Who was David Popper?

He is the uncrowned king of the cello, and unfortunately this is not known by many other people than cellists.

Looking at the facts, today's knowledge about Popper's biography is small. Looking up his date of birth, one gets three different days! His father was the cantor of the Jewish community, and both Popper boys had music lessons from an early age. David Popper went on to study the cello with Julius Goltermann and was appointed principal cellist at the court orchestra in Löwenberg right after his studies, thus making it into one of the best orchestras of his time. Hans von Bülow, omnipresent in the 19th century, recommended him to the Imperial Opera in Vienna, which meant that he was principal cellist of both orchestras that are now the Vienna Philharmonic and the orchestra of the Vienna State Opera at the tender age of 25. It was Popper who played the first notes that were heard publicly when the opera house on the Ring opened with the famous cello solo of "Wilhelm Tell", and it was also him who convinced the orchestra to premiere Bruckner's Third Symphony, which a majority of the members had originally declared to be unplayable.

Brahms, Bruckner, Grieg, Liszt, Tchaikovsky, Volkmann, Wagner – Popper knew them all, and they knew and respected him in return.
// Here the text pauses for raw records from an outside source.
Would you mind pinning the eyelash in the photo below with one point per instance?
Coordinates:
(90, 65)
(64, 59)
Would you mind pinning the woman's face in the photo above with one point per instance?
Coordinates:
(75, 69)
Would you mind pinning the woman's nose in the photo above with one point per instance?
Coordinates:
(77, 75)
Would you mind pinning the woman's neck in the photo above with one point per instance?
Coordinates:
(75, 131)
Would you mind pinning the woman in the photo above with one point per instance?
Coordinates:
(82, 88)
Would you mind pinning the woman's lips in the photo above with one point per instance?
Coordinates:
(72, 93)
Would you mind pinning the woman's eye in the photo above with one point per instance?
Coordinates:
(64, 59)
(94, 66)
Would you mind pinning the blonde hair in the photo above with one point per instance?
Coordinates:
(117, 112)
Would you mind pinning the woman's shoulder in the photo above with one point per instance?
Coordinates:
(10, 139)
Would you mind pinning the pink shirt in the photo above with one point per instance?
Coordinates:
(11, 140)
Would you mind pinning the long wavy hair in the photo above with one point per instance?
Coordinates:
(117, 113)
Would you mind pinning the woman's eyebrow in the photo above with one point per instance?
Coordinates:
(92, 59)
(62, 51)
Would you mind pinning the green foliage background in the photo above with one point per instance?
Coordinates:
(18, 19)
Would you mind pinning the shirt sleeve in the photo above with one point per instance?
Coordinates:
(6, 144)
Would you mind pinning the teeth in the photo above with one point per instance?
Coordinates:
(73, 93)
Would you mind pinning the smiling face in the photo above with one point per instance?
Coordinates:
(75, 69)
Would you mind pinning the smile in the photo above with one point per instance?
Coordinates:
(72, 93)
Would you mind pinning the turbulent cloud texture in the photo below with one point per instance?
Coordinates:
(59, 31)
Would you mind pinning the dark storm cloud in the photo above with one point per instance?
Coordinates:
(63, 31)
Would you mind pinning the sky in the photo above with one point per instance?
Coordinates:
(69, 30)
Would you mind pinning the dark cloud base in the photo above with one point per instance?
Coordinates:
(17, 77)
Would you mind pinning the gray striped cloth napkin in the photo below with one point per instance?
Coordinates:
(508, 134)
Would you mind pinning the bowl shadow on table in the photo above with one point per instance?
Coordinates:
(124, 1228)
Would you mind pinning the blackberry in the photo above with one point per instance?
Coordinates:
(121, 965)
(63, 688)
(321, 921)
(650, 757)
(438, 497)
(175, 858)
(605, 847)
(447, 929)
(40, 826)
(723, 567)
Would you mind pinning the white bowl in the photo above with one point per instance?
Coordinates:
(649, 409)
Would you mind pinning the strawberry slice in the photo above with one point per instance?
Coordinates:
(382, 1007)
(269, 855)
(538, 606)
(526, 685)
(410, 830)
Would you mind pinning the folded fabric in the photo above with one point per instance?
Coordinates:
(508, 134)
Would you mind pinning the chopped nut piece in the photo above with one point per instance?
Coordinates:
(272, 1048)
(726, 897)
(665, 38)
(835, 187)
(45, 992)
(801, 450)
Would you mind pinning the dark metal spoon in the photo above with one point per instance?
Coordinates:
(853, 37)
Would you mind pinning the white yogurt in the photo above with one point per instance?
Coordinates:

Soon after his arrival in Vienna, he had so many concerts as a soloist that he had to quit his orchestra job. He married the Liszt student Sophie Menter, and the two became a true glamour couple of their time: the yellow press of their time wrote about "the world famous David Popper and his georgeous wife". With her, he traveled throughout Europe, Russia and even America, which justifies the term "world famous" if one looks at the definition of modern civilization of the 19th century.

In the year of his death (1886), Franz Liszt appointed him as a professor at his newly founded academy in Budapest. Following his orchestra and solo career, this marked the beginning of a teaching career that is unparalleled until today. Countless eminent cellist of the beginning 20th century were his students, and his "grandchildren" spread his cellistic legacy around the world. His 65 etudes are considered to be the "New Testament of Cello Playing" and still take a solitary position in their pedagogic value and popularity.

As if this was not enough, in Budapest and together with Jenö Hubay, he founded the Hubay-Popper-Quartet, which was to become one of the finest chamber ensembles of its time. Brahms was their regular guest pianist, and Popper can therefore be called the last "musical universal genius", with world class careers as an orchestra musician, soloist, teacher and chamber musician. Yet still he is not a "household name" today, maybe because (other than Liszt's) his main priority in life was music, not self marketing. We have a touching biography of his student Stephen De'ak, which is unfortunately close to worthless from a researcher's point of view, yet it gives countless hints where to start looking for information that could be verified. A substantial piece of research about Popper's life and work is still waiting to be done – maybe this website will become the foundation for that.

David Popper, the sophisticated, elegant and witty bon vivant, died on 7 August 1913 in Baden bei Wien. Seemingly without reason, he was buried in Dresden, and besides countless anecdotes, he left 76 numbered works, most of which have not yet received the attention they deserve.

This website, created in 2016 and filled/maintained by cellist Martin Rummel, aims to serve as a database for cellists and to answer questions anyone might have about one of the greatest musicians of the 19th century.